The mural, dubbed "Heroes," celebrates the late Rep. John Lewis and actor Chadwick Boseman. "I'm interested in celebrating icons from other cultures," Cabral said.
Vasco and Depot Bookstore & Cafe owner Paul Lazzareschi initially allowed Cabral to keep the mural within the fence line of his space, but Equator Coffees co-founder Helen Russell created a path to have the mural placed on the wall of 34 Miller Ave. containing Urban Remedy, the back half of which serves as the commissary for Equator. It now sits alongside the historic, billboard-size Mt. Tamalpais Hikers Trail map.
Russell was joined at the event by Equator co-founder Brooke McDonnell, as well as Gravity Tavern co-owner Lara Trupelli, whose restaurant sits on the other side of the lane from 34 Miller. Mill Valley Lumber Yard co-owner Jan Mathews attended, and Russell said "Heroes" will make its way eventually to MVLY and later to Proof Lab in Tam Junction in an effort to make sure as many members of the community see it as possible.
Zoe Fry was on hand to expand on the group art project she led featuring a trio of free-standing doors in the Depot Plaza as a way to promote racial justice, with each door built around a timeline of racial inequity and systemic racism.

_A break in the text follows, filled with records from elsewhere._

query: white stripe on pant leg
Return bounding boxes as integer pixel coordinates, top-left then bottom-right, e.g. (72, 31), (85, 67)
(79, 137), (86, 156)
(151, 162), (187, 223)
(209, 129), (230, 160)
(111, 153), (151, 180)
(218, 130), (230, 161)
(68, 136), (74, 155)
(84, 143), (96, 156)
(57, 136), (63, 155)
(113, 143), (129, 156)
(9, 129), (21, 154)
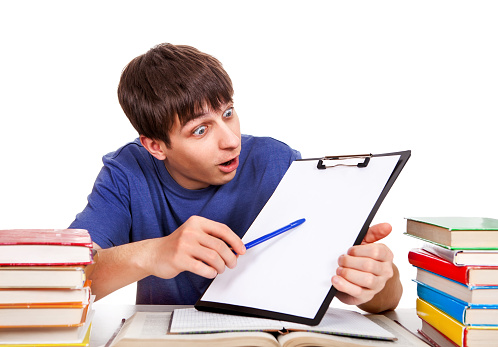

The mural celebration comes amidst an absolute surge of conscious activism and artistic energy in Mill Valley that has galvanized the community, from youth-fueled long overdue conversations on racial equity and policing in Mill Valley to a blossoming of inspired art. Cabral continued his work on the heels of the news that a Kentucky grand jury brought no charges against Louisville police for the March 13th death of Breonna Taylor, who was gunned down in her home during a no-knock raid connected to an ex-boyfriend. Cabral's Taylor mural remains in the plaza area.